Judge Posner would distinguish partisan motivation that reflects “politics as usual” from what he terms a dangerous “asymmetry” between the strict ID statute and the evidence for voter fraud. Id. at 18. This is the elaboration he offers on the point:

 There is evidence both that voter-impersonation fraud is extremely rare and that photo ID requirements for voting, especially of the strict variety found in Wisconsin, are likely to discourage voting. This implies that the net effect of such requirements is to impede voting by people easily discouraged from voting, most of whom probably lean Democratic.

 Id. Posner is getting at an important point here but not clearly and therefore not successfully. What statutes fall within the category of the “strict,” and how many falling short of the fully “strict” still raise the same concerns as the statute Wisconsin passed? What should courts be looking for when reviewing statutes for this problem? Posner’s concluding sentence, moreover, turns away from motivation to the negative “net effect” on voting by voters affiliated with or tending to cast their ballots for one party (in this case, Democrats).

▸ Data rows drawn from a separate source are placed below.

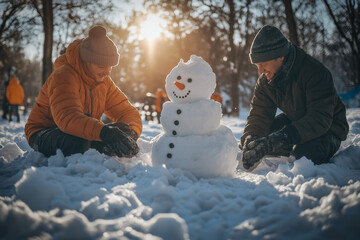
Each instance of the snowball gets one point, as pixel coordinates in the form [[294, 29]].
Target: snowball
[[197, 78], [200, 117], [211, 155]]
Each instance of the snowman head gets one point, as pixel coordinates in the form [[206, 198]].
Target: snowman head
[[191, 81]]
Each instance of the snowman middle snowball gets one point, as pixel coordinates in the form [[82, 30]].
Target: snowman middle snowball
[[193, 138]]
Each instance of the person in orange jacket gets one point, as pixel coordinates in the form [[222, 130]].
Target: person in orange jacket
[[15, 97], [68, 110], [161, 97]]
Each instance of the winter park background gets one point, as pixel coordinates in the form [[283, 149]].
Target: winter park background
[[93, 196]]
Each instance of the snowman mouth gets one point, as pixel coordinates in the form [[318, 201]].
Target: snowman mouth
[[177, 96]]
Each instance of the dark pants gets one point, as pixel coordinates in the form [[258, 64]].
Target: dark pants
[[14, 108], [48, 140], [319, 150], [5, 108]]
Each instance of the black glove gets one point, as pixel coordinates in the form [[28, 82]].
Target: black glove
[[125, 128], [248, 157], [118, 141], [258, 148]]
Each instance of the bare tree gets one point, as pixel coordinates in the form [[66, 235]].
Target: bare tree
[[54, 13], [291, 21], [346, 17]]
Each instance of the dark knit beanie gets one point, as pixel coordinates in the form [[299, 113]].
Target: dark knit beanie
[[269, 43], [98, 48]]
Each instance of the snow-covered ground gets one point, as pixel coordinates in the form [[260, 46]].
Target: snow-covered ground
[[92, 196]]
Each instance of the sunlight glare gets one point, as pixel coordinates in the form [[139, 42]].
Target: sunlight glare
[[151, 28]]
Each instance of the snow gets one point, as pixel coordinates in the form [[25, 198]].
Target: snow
[[93, 196]]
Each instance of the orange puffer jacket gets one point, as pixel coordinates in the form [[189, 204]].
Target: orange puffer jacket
[[15, 92], [75, 102]]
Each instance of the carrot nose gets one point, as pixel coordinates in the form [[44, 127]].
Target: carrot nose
[[179, 85]]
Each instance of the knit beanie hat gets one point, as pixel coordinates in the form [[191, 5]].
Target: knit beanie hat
[[98, 48], [268, 44]]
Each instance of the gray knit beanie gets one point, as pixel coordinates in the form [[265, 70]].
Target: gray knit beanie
[[269, 43], [98, 48]]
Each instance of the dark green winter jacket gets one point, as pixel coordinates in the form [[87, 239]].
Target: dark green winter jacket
[[304, 90]]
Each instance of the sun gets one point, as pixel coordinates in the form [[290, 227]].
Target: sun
[[152, 27]]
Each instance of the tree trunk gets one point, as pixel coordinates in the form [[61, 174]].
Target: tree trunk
[[291, 22], [48, 23], [234, 75]]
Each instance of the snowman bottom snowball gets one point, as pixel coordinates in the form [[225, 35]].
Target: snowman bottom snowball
[[209, 155]]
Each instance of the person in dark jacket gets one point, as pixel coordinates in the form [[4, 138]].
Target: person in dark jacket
[[313, 119]]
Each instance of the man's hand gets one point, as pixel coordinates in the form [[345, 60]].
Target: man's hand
[[125, 128], [255, 149], [121, 143]]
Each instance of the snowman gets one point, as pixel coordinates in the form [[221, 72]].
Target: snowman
[[193, 138]]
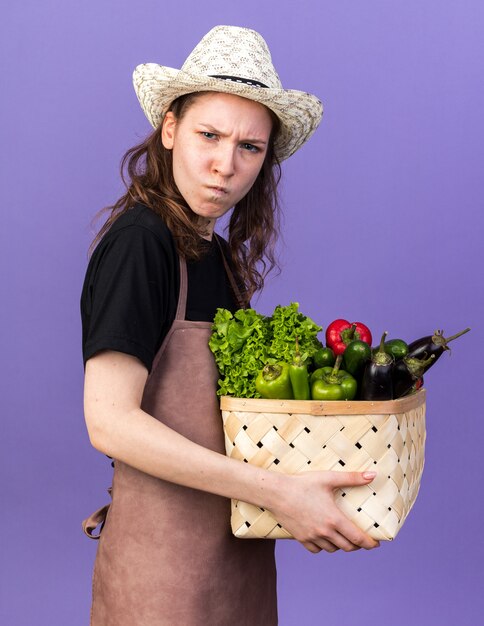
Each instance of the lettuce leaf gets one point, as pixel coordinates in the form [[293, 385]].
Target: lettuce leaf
[[244, 342]]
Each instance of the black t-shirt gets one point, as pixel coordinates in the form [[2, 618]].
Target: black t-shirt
[[130, 291]]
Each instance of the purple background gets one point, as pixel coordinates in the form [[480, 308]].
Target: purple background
[[383, 223]]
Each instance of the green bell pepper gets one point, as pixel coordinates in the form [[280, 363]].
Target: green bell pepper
[[357, 353], [298, 373], [331, 383], [274, 382], [324, 357], [397, 348]]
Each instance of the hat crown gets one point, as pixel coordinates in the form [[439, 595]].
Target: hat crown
[[233, 51]]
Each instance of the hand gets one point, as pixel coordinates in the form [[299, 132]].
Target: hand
[[307, 510]]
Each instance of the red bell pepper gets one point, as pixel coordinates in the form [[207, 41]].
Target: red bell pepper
[[340, 332]]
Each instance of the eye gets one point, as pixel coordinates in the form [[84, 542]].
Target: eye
[[208, 135], [250, 147]]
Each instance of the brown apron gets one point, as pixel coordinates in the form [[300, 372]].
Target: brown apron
[[166, 555]]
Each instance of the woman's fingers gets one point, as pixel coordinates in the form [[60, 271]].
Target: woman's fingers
[[322, 544], [337, 480]]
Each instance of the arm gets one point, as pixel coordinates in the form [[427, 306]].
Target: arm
[[118, 427]]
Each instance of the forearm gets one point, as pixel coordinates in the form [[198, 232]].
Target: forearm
[[143, 442]]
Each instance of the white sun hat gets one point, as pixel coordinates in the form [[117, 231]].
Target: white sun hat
[[232, 60]]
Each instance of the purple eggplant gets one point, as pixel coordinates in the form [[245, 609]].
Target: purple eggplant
[[406, 372], [432, 345]]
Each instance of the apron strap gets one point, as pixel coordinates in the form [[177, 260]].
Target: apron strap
[[95, 519], [181, 309], [241, 302], [182, 296]]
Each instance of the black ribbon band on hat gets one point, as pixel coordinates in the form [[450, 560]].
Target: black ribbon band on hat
[[237, 79]]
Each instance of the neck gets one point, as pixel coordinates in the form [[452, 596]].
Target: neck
[[206, 228]]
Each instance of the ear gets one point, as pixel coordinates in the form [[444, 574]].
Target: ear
[[168, 130]]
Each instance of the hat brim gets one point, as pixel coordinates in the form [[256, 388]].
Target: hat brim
[[299, 112]]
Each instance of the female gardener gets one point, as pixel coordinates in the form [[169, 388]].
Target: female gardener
[[166, 555]]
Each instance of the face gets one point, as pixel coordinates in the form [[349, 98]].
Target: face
[[218, 148]]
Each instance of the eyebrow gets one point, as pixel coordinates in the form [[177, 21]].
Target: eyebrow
[[212, 129]]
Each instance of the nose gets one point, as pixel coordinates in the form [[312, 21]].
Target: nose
[[224, 161]]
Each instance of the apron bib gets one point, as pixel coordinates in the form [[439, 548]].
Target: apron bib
[[166, 555]]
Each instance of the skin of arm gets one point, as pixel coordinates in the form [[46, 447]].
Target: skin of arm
[[117, 426]]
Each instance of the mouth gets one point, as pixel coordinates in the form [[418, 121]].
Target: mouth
[[219, 191]]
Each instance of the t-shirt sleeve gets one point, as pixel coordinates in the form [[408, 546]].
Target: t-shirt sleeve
[[124, 303]]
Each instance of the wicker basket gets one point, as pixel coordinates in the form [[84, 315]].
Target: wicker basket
[[293, 436]]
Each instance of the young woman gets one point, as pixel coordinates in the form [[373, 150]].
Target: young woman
[[166, 554]]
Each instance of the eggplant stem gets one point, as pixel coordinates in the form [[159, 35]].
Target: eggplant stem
[[462, 332]]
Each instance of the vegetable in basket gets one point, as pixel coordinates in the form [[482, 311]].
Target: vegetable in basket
[[331, 383], [298, 373], [397, 348], [274, 382], [340, 332], [433, 344], [377, 381], [324, 357], [407, 372], [244, 342], [355, 357]]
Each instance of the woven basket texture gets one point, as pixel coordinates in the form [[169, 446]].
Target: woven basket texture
[[389, 441]]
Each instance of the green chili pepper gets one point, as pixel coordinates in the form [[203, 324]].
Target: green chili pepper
[[397, 348], [298, 373], [324, 357], [331, 383], [273, 382], [357, 353]]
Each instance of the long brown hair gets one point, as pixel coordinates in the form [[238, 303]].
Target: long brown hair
[[253, 226]]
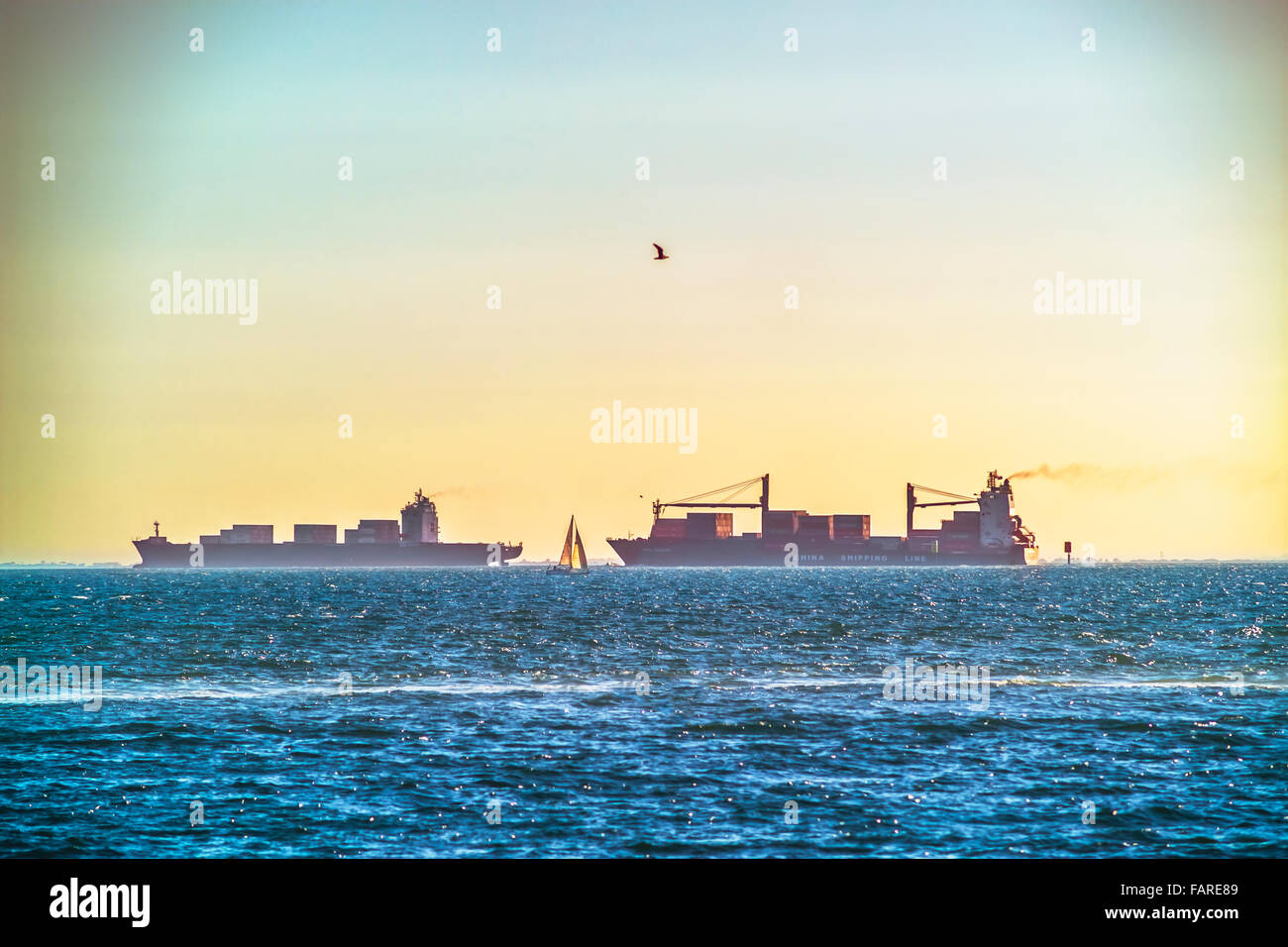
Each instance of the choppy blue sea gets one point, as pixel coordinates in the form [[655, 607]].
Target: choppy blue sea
[[649, 712]]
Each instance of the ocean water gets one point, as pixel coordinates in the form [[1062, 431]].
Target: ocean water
[[506, 712]]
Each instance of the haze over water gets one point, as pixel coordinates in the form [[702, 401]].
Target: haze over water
[[1112, 684]]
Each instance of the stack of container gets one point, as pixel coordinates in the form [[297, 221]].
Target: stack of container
[[314, 534], [374, 531], [669, 528], [814, 527], [244, 532], [851, 526]]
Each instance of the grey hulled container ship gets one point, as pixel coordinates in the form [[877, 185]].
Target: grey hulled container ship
[[410, 541], [988, 535]]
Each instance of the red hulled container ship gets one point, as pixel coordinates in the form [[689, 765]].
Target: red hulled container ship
[[988, 535], [413, 541]]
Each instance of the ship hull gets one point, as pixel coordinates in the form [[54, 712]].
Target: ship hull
[[155, 554], [741, 551]]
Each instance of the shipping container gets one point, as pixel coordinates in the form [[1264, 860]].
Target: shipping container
[[314, 534]]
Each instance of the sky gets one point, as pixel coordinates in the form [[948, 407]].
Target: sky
[[914, 354]]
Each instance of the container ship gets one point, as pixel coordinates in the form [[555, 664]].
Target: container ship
[[413, 541], [988, 535]]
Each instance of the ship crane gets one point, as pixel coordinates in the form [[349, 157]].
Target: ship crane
[[728, 500], [958, 499]]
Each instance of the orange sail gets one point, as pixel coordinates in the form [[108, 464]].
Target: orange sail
[[566, 557]]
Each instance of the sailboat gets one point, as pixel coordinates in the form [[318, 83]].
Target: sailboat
[[574, 557]]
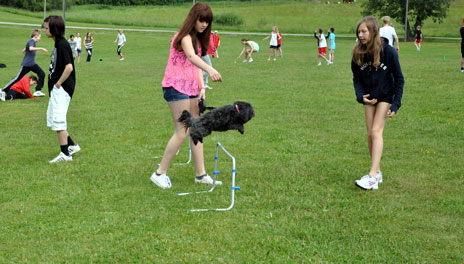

The Seventh Circuit dissent in Crawford appreciated that the case was about partisan design and self-interestedness. Posner then writing for the majority did not, and the Supreme Court subsequently determined that actual partisan motivation was acceptable if the legislature, voting on party lines, could claim in theory other purposes—like preventing impersonation fraud–and a more or less limited population of adversely affected voters.

Easterbrook holds on tightly to Crawford, as one might imagine he would. Posner grasps the failure of Crawford: it was a failure to take the politics of ID seriously and equip the courts to deal with it. In his dissent, he takes steps toward recognizing the problem. He makes less progress on the question, which is the urgent question, of how to address it.